Liz gasped. “He’s alive?”
“Obviously, but I’m not sure I should let him in.”
Eric turned on his lamp and played it over their surroundings. “He’s not knocking at my door. I wonder why not, but whatever the reason we need to move this along. Let him in.”
It was all very well for Eric to say that, he wasn’t the one with a centuries old A.I trying to rummage around in his head. He was right though. They had to get passed this to something else. With a sigh, she reset her firewall and removed the traps and barricades. Finally, she opened the incoming ports in her neural interface.
“May I come in?” Sebastian asked in her head. He asked this time rather than just pushing inside. His voice sounded the same.
She concentrated upon her virtual office and it rose up around her thoughts. Her avatar was wearing her viper battle dress but not the armour. She had always been impressed with the General’s appearance and use of his virtual space. Not having a real world office to pattern hers upon, she had chosen something a little different. Virtual offices could be anything; from copies of a real room, to a fantasy castle’s battlement. Hers was based upon reality. She looked up at the blazing majesty of Snakeholme’s sky at night from her place on the base’s parade ground. When she thought of home, this is what she saw. That’s why she chose it for her office.
“Come in,” she said and a man appeared before her.

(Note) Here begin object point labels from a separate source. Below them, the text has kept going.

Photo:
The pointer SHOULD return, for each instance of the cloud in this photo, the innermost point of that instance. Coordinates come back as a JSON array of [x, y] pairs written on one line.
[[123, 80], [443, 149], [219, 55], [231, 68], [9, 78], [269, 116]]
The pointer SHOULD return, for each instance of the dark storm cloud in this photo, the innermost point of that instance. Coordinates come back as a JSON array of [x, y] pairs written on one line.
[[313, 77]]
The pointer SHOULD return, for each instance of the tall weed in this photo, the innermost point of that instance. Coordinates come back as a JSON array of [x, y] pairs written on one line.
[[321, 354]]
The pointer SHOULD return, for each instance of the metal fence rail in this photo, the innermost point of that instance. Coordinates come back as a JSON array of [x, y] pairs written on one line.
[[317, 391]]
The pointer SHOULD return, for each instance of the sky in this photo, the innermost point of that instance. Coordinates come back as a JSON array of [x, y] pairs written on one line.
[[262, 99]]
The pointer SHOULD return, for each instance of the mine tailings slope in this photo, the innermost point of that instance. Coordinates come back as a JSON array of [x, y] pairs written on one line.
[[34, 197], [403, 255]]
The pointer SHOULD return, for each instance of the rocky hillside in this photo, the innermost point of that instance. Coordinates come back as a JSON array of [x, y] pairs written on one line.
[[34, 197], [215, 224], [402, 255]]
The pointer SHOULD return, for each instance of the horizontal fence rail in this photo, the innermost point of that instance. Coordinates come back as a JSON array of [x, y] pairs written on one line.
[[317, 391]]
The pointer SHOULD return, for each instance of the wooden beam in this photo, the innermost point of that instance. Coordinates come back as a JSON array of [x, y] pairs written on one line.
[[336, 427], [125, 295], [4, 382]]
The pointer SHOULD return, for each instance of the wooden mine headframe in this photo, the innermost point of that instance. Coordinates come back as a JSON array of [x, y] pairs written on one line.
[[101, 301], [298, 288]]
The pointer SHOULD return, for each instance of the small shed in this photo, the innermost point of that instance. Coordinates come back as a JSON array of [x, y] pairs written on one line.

He was wearing a formal civilian suit, light grey in colour but with the stiff mandarin collar that most Alliance dress uniforms used. The avatar had been patterned after a thirty-something year old Anglo man about Eric’s height of two metres, but his hair was silver. Not the silver of age, but rather the sparkly silver of nanotech at work. It made her skin crawl, but she managed not to show it. His eyes were odd. Not human at all and not trying to be. They were black, and if she stared at them long enough she would swear she could see data racing past, as if she were seeing directly into his matrix.
“Welcome to my head,” she said.
Sebastian looked around and then up. “Beautiful,” he whispered. “A new sky. You cannot know how long I have yearned for something,
anything
, new.”
“Oh I don’t know. I think I have some idea. Can I ask you something?”
“Go ahead.”
“Why me and not Eric?”
He turned back to look at her directly. “When I looked into his head I found nothing but death and destruction. He’s forever refighting old battles. He’s consumed by them.”
Gina shifted her feet. “He’s a soldier. A veteran of the Merki war and a viper.”
“You’re a soldier too, Gina, but when I looked I saw you laughing with friends. There were strange creatures cooking food over a campfire, and you were happy.”
She remembered. It had been Shima’s going away present. A hunting trip and vacation she and Kate had devised to give their friend some good memories of Snakeholme.
“The creatures you saw are called Shan. They’re allies and soon to be members of the Alliance.”
“Fascinating,” Sebastian said. “And the war; how goes the war?”
Oh my god, of course he wouldn’t know. “It was won two hundred years ago. Well, we drove them off but we call it a win. We met the Shan when the Merki attacked them two years ago.”
Sebastian sighed. “I had hoped it was over.”
“No, it’s not over. General Burgton recruited me, and others like me, only a few years ago to get ready for the next round. That’s part of why we came here. He needs you.”
Sebastian nodded. “I gathered. You’re here to recruit me, are you?”
Honesty was probably best she figured. “Not necessarily. A working A.I, yes, but it doesn’t have to be you if you don’t want.”
“I was telling the truth when I said the file you stole won’t work.”
“We didn’t steal anything! We salvaged it. We didn’t know you were still oper... alive.”
“Semantics,” he said waving her off. “The raiders you killed probably called what they were doing a salvage operation too.”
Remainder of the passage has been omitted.